At least two scenes are played in slow motion, almost choreographed to music, bringing to mind that Tears For Fears moment in Donnie Darko or that Mad World song from Donnie Darko. This also feels like an attempt to use style as a disguise for substance.

Seems like I didn't like this movie much. But it was quite good so I will attempt to finish with something else positive. Peter Stormare was superb and initially unrecognisable in the role of Walter, the Sheriff struggling to redeem himself for his violent past, bringing to mind Nick Nolte in Addiction and John Turturro in Fear X with a powerful performance. It is a shame that he was letdown by the occasional use of cliche in the actions of other characters. This certainly was no Coen Brothers movie.

So it didn't live up to the hype or expectation but it was worth the 75 minutes just to watch Peter Stormare and wonder at the beautiful cinematography.

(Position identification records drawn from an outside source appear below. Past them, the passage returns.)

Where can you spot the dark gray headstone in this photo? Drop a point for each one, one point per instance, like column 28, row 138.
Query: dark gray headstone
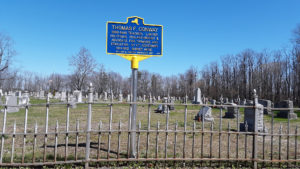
column 267, row 105
column 285, row 113
column 232, row 110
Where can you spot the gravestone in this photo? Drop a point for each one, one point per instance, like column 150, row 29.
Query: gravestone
column 205, row 112
column 249, row 102
column 249, row 117
column 63, row 96
column 57, row 95
column 78, row 96
column 50, row 95
column 267, row 105
column 105, row 96
column 232, row 110
column 41, row 94
column 18, row 94
column 12, row 104
column 198, row 99
column 96, row 97
column 165, row 107
column 120, row 97
column 285, row 113
column 172, row 100
column 238, row 100
column 128, row 98
column 24, row 99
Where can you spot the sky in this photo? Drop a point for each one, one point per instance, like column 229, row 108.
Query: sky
column 47, row 33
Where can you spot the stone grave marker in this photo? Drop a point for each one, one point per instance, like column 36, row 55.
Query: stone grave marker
column 197, row 98
column 205, row 112
column 285, row 113
column 232, row 110
column 12, row 102
column 267, row 105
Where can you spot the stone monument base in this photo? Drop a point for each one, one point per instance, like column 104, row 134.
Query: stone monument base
column 250, row 128
column 284, row 114
column 229, row 115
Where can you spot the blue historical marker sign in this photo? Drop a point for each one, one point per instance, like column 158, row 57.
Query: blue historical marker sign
column 134, row 38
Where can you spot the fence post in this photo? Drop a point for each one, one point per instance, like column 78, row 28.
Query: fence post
column 255, row 130
column 88, row 126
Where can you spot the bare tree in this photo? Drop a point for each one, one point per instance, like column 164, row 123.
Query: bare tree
column 83, row 65
column 6, row 53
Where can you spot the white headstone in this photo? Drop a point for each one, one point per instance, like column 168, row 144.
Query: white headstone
column 78, row 96
column 205, row 112
column 105, row 96
column 198, row 99
column 11, row 103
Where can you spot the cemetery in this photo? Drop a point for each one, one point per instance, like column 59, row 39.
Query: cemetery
column 190, row 116
column 83, row 86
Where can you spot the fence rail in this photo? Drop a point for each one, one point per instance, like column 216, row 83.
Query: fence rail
column 182, row 140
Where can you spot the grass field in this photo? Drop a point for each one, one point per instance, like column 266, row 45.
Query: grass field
column 36, row 114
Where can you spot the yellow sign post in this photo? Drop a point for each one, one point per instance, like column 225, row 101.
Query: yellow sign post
column 134, row 41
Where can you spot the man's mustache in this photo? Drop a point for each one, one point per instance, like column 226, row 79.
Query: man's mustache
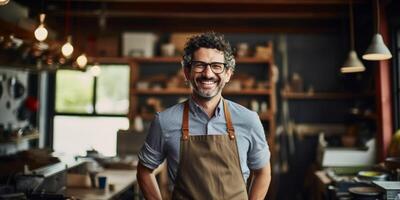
column 203, row 78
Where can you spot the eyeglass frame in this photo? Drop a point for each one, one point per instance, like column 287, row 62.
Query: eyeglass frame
column 205, row 64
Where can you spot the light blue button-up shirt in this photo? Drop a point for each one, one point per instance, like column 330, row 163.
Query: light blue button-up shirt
column 163, row 140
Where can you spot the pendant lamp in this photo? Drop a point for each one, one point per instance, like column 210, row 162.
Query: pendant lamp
column 377, row 49
column 352, row 64
column 41, row 31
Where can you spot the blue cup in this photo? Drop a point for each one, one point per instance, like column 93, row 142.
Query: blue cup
column 102, row 182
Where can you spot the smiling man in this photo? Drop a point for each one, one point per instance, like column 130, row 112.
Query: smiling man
column 211, row 144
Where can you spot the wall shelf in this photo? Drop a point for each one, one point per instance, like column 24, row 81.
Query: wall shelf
column 20, row 139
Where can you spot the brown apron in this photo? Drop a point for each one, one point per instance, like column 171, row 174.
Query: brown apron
column 209, row 165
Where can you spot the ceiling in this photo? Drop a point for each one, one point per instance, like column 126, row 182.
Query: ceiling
column 195, row 15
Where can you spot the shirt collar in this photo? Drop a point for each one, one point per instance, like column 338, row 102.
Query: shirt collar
column 195, row 108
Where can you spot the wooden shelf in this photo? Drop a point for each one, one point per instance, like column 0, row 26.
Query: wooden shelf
column 324, row 95
column 21, row 138
column 183, row 91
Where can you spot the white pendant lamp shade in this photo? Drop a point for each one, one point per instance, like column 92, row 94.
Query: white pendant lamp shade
column 352, row 64
column 377, row 50
column 67, row 49
column 95, row 70
column 41, row 33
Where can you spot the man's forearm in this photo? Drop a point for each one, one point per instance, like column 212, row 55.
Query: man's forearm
column 148, row 183
column 261, row 180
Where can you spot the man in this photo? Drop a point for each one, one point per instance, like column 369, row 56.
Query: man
column 211, row 144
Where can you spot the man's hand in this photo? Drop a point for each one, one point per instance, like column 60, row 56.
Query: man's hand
column 260, row 183
column 148, row 183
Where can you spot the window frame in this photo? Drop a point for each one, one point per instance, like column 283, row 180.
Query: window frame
column 94, row 99
column 51, row 98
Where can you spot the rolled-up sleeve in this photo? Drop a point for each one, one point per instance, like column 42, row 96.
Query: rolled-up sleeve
column 151, row 154
column 258, row 154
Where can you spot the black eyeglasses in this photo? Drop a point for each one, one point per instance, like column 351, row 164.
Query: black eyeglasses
column 200, row 66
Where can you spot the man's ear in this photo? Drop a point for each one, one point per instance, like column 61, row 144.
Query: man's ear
column 229, row 73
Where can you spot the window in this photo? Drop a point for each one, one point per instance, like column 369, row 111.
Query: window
column 89, row 110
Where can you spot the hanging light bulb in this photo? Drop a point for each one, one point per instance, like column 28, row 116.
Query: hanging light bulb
column 95, row 70
column 352, row 64
column 377, row 49
column 41, row 32
column 67, row 49
column 81, row 61
column 4, row 2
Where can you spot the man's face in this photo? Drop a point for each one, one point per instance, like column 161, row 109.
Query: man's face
column 207, row 84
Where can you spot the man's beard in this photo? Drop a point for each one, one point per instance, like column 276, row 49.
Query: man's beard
column 206, row 93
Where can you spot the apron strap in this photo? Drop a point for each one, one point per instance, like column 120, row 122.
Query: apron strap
column 229, row 125
column 185, row 121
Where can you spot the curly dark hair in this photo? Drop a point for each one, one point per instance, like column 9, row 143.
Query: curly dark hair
column 208, row 40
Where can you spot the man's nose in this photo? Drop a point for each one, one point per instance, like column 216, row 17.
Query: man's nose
column 207, row 71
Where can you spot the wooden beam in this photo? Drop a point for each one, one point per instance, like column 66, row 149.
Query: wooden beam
column 384, row 95
column 313, row 2
column 201, row 15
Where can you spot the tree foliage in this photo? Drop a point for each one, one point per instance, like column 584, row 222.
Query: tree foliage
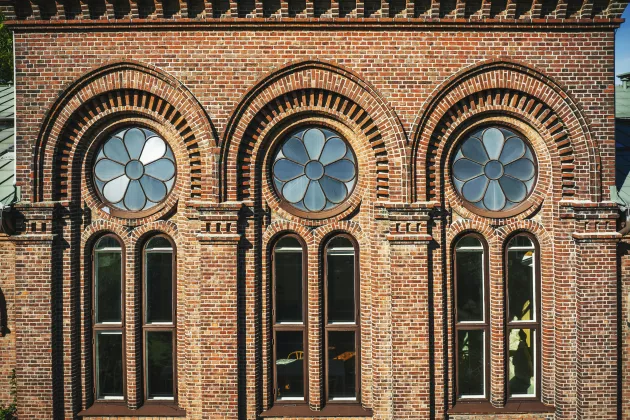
column 6, row 53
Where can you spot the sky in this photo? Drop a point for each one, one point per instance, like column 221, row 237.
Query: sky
column 622, row 46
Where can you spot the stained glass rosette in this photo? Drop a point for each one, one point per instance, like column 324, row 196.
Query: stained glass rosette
column 494, row 169
column 314, row 170
column 134, row 170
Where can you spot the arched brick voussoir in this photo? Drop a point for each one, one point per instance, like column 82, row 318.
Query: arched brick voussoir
column 302, row 80
column 515, row 81
column 136, row 87
column 282, row 227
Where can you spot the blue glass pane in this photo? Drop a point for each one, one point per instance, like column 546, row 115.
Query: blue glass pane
column 335, row 190
column 514, row 189
column 286, row 170
column 522, row 169
column 135, row 198
column 153, row 150
column 115, row 150
column 114, row 190
column 494, row 199
column 514, row 149
column 314, row 140
column 474, row 189
column 342, row 170
column 314, row 200
column 294, row 191
column 294, row 150
column 162, row 169
column 334, row 150
column 493, row 141
column 474, row 150
column 134, row 140
column 155, row 190
column 465, row 169
column 106, row 170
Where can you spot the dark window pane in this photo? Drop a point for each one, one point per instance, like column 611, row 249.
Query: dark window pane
column 288, row 284
column 290, row 364
column 470, row 363
column 521, row 367
column 109, row 365
column 159, row 286
column 340, row 275
column 520, row 268
column 108, row 272
column 469, row 269
column 342, row 362
column 159, row 364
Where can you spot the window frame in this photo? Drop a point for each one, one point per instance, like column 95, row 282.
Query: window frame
column 303, row 327
column 356, row 328
column 110, row 327
column 483, row 326
column 532, row 325
column 166, row 327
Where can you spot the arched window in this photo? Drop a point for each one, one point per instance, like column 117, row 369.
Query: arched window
column 523, row 317
column 108, row 319
column 289, row 320
column 472, row 332
column 342, row 324
column 159, row 324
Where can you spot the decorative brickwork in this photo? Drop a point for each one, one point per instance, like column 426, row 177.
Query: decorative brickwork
column 402, row 82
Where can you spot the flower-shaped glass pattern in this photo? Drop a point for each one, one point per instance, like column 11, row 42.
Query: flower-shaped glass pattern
column 494, row 169
column 314, row 169
column 134, row 170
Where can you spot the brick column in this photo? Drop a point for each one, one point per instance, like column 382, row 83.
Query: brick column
column 410, row 306
column 218, row 313
column 37, row 316
column 597, row 312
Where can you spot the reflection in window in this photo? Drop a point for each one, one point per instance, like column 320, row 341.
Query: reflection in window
column 288, row 324
column 342, row 327
column 471, row 324
column 108, row 319
column 159, row 325
column 523, row 323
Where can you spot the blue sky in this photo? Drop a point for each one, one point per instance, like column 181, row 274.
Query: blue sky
column 622, row 45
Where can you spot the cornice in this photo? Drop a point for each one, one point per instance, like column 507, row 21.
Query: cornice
column 315, row 24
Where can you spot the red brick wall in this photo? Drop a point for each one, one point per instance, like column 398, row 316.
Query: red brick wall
column 7, row 321
column 217, row 91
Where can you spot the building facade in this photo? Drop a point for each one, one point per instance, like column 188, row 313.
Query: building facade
column 314, row 209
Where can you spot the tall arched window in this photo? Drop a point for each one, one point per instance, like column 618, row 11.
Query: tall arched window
column 159, row 324
column 342, row 320
column 108, row 319
column 289, row 320
column 523, row 317
column 472, row 331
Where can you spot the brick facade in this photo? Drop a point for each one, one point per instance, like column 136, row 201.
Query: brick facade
column 402, row 82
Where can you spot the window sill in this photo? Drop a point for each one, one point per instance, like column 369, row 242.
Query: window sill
column 485, row 407
column 330, row 410
column 104, row 409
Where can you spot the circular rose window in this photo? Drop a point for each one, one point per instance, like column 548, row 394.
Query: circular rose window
column 314, row 170
column 494, row 169
column 134, row 170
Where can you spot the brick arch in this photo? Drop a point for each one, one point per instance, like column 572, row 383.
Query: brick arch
column 102, row 227
column 319, row 87
column 281, row 227
column 141, row 233
column 501, row 85
column 121, row 87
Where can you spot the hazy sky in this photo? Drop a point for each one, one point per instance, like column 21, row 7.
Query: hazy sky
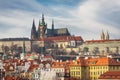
column 86, row 18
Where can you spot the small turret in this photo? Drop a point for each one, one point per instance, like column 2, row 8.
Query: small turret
column 43, row 22
column 102, row 35
column 52, row 27
column 33, row 31
column 107, row 36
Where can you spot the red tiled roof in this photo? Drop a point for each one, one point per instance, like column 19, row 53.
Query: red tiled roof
column 110, row 75
column 88, row 41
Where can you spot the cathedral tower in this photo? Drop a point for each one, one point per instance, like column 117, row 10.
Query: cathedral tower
column 52, row 28
column 102, row 35
column 33, row 32
column 42, row 28
column 107, row 36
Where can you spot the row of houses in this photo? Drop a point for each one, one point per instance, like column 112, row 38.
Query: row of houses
column 79, row 69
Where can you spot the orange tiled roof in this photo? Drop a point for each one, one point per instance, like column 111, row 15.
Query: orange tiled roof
column 110, row 75
column 89, row 41
column 63, row 38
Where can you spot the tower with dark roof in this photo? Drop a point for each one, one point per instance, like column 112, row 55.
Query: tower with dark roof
column 107, row 36
column 102, row 35
column 52, row 28
column 33, row 31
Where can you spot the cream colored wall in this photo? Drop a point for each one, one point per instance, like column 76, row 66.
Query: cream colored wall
column 19, row 43
column 102, row 46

Coming to the end of the Revelation Perth International Film Festival reviews here at blahblahblahgay, only 2 left. How's it been for you so far? Leave me some blah below.


  1. Peter Stormare is one of my favourite actors! He's fone some great stuff in Sweden and now getting interesting roles worldwide as well. This seems like a film I'd love! Have to find it somewhere..

  2. is it odd that i just assumed he was american and it had never occurred to me that he had worked outside of hollywood?


  3. yeah this film is Canadian anyway... ;)

  4. oh blondoner i knew that, but all american movies are made in canada these days so they're like the same thing but with less money! not been much posted from you recently, taking a break from watching films or have you simply seen everything worth seeing?